Even before Tuesday, the 2020 campaign saw a historic number of lawsuits across dozens of states, as the coronavirus pandemic forced election officials to prepare for an election like no other. Both campaigns have marshaled teams of lawyers in preparation for any disputes.
Ahead of the election, Trump had said he wanted his latest U.S. Supreme Court appointee, Amy Coney Barrett, confirmed by the Senate in case the court had to hear any electoral dispute. Democrats had criticized the president for appearing to suggest he expected Barrett to rule in his favor.
Trump has repeatedly said without evidence that widespread mail-in voting will lead to fraud, although U.S. election experts say fraud is vanishingly rare.

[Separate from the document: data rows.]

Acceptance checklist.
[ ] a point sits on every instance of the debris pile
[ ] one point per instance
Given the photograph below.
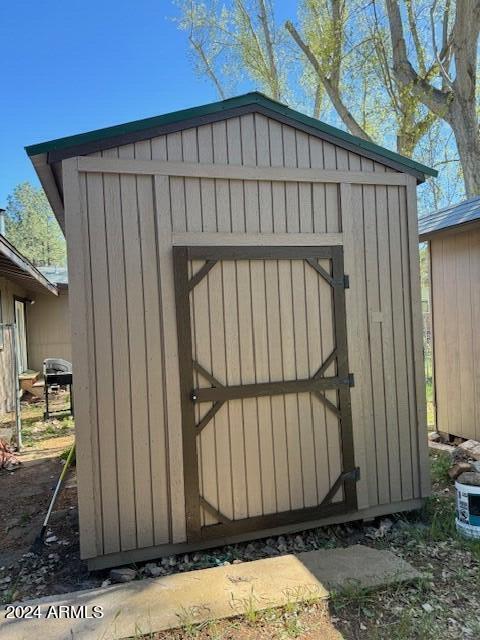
(8, 460)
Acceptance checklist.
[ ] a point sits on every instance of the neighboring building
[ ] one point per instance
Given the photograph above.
(49, 321)
(453, 234)
(21, 285)
(228, 383)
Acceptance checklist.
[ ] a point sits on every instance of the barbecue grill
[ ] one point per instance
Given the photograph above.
(57, 373)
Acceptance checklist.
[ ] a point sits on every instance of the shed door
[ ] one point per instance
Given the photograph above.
(267, 431)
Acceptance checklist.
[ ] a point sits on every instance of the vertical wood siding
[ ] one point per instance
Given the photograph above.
(287, 452)
(48, 329)
(8, 290)
(455, 267)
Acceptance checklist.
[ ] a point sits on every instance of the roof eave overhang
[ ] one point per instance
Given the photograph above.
(14, 266)
(49, 183)
(452, 229)
(47, 155)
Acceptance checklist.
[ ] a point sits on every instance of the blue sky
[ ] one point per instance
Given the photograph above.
(73, 66)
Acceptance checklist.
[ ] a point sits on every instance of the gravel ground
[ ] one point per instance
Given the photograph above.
(444, 604)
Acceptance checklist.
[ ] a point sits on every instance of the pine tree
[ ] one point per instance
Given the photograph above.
(32, 228)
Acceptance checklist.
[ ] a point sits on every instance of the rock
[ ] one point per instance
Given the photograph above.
(271, 551)
(471, 448)
(459, 468)
(123, 574)
(469, 478)
(299, 543)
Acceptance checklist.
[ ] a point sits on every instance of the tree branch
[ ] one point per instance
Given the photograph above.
(269, 45)
(436, 100)
(208, 67)
(332, 91)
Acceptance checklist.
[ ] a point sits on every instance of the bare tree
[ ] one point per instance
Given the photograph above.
(330, 18)
(454, 100)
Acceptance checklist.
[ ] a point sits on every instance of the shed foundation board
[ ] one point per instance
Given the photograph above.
(150, 553)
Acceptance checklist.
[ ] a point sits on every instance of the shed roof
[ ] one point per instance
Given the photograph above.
(47, 156)
(14, 266)
(68, 146)
(450, 217)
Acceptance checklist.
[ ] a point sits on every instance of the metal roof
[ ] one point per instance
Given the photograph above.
(57, 149)
(449, 217)
(16, 267)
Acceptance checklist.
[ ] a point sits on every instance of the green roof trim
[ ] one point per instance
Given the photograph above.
(216, 108)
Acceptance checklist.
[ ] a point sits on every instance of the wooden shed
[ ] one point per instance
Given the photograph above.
(453, 235)
(246, 326)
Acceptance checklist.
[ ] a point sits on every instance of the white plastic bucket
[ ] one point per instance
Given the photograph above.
(468, 510)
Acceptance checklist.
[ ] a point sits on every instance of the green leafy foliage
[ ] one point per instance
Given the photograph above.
(32, 228)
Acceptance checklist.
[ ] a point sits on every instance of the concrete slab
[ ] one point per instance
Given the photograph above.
(146, 606)
(337, 568)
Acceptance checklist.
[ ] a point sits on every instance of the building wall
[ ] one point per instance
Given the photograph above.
(120, 232)
(8, 290)
(48, 330)
(455, 269)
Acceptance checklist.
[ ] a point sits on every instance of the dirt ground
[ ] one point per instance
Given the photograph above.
(445, 603)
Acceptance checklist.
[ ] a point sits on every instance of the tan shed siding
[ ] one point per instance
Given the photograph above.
(455, 265)
(8, 290)
(287, 452)
(48, 329)
(381, 349)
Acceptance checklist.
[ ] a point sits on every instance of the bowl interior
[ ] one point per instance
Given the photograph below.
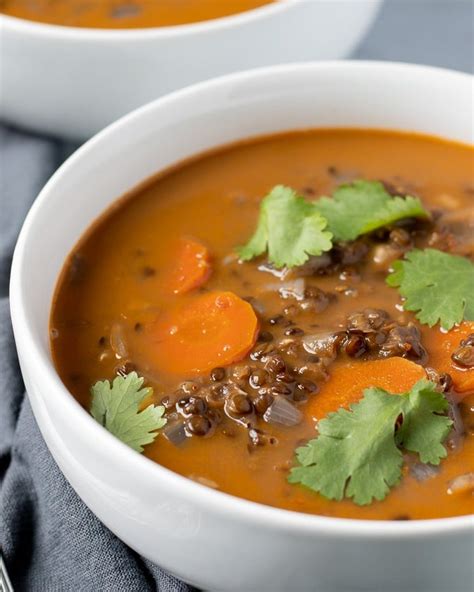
(212, 114)
(199, 118)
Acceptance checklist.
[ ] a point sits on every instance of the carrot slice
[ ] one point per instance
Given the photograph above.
(443, 348)
(213, 329)
(347, 382)
(191, 267)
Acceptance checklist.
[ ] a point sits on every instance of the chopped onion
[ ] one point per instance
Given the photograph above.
(287, 289)
(117, 341)
(462, 484)
(322, 344)
(282, 412)
(175, 433)
(204, 481)
(312, 266)
(458, 431)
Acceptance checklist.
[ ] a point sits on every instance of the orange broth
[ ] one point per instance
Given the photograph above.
(116, 276)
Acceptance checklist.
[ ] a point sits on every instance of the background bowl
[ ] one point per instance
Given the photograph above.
(73, 82)
(211, 539)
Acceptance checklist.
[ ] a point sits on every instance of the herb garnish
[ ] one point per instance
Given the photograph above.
(357, 452)
(363, 206)
(292, 228)
(117, 408)
(435, 285)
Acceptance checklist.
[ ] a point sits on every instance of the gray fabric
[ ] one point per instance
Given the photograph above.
(50, 540)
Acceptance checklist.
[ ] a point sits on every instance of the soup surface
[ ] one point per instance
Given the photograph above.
(323, 332)
(125, 14)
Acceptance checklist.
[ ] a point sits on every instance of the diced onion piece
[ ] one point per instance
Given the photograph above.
(322, 344)
(175, 433)
(422, 472)
(282, 412)
(117, 341)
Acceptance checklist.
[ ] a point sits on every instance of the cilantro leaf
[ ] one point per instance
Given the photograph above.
(357, 452)
(423, 430)
(437, 286)
(117, 408)
(290, 228)
(363, 206)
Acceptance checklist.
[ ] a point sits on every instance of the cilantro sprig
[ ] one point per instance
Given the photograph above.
(116, 406)
(437, 286)
(291, 228)
(357, 453)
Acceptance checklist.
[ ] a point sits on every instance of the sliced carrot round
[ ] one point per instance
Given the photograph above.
(348, 381)
(191, 267)
(443, 348)
(213, 329)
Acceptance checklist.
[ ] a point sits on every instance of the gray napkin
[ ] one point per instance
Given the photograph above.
(49, 539)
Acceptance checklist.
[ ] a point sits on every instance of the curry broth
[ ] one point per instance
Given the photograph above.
(115, 275)
(124, 14)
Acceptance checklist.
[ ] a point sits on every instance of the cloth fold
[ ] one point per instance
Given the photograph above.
(50, 541)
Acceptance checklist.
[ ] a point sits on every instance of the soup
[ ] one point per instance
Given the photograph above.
(248, 351)
(123, 14)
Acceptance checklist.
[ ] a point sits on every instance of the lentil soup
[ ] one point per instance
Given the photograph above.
(246, 355)
(124, 14)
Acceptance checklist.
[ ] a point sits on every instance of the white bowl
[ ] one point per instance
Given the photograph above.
(72, 82)
(199, 534)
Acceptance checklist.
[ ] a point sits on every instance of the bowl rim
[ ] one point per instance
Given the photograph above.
(51, 30)
(221, 503)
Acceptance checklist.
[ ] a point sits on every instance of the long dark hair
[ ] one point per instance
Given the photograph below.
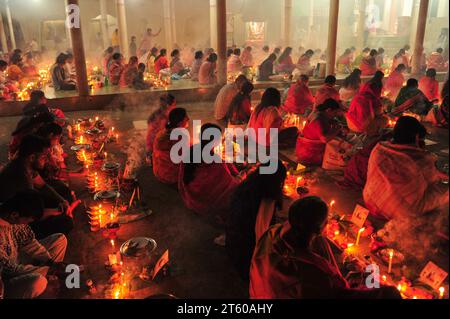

In Pennsylvania, Democratic Governor Tom Wolf said the state still had to count more than a million mail-in ballots and called Trump's remarks a partisan attack. According to Edison Research, more than 2.4 million early ballots were cast in the state, with 1.6 million by registered Democrats and about 555,000 by Republicans.
The next president will lead a nation battered by a pandemic that has killed more than 231,000 people and left millions more jobless, as well as racial tensions and political polarization that has only worsened during a vitriolic campaign.
The election will also decide which party controls the US Congress for the next two years, and the Democratic drive to win control of the Senate appeared to fall short. Democrats picked up only one Republican-held seat while six other races remained undecided - Alaska, Maine, Michigan, North Carolina and two in Georgia.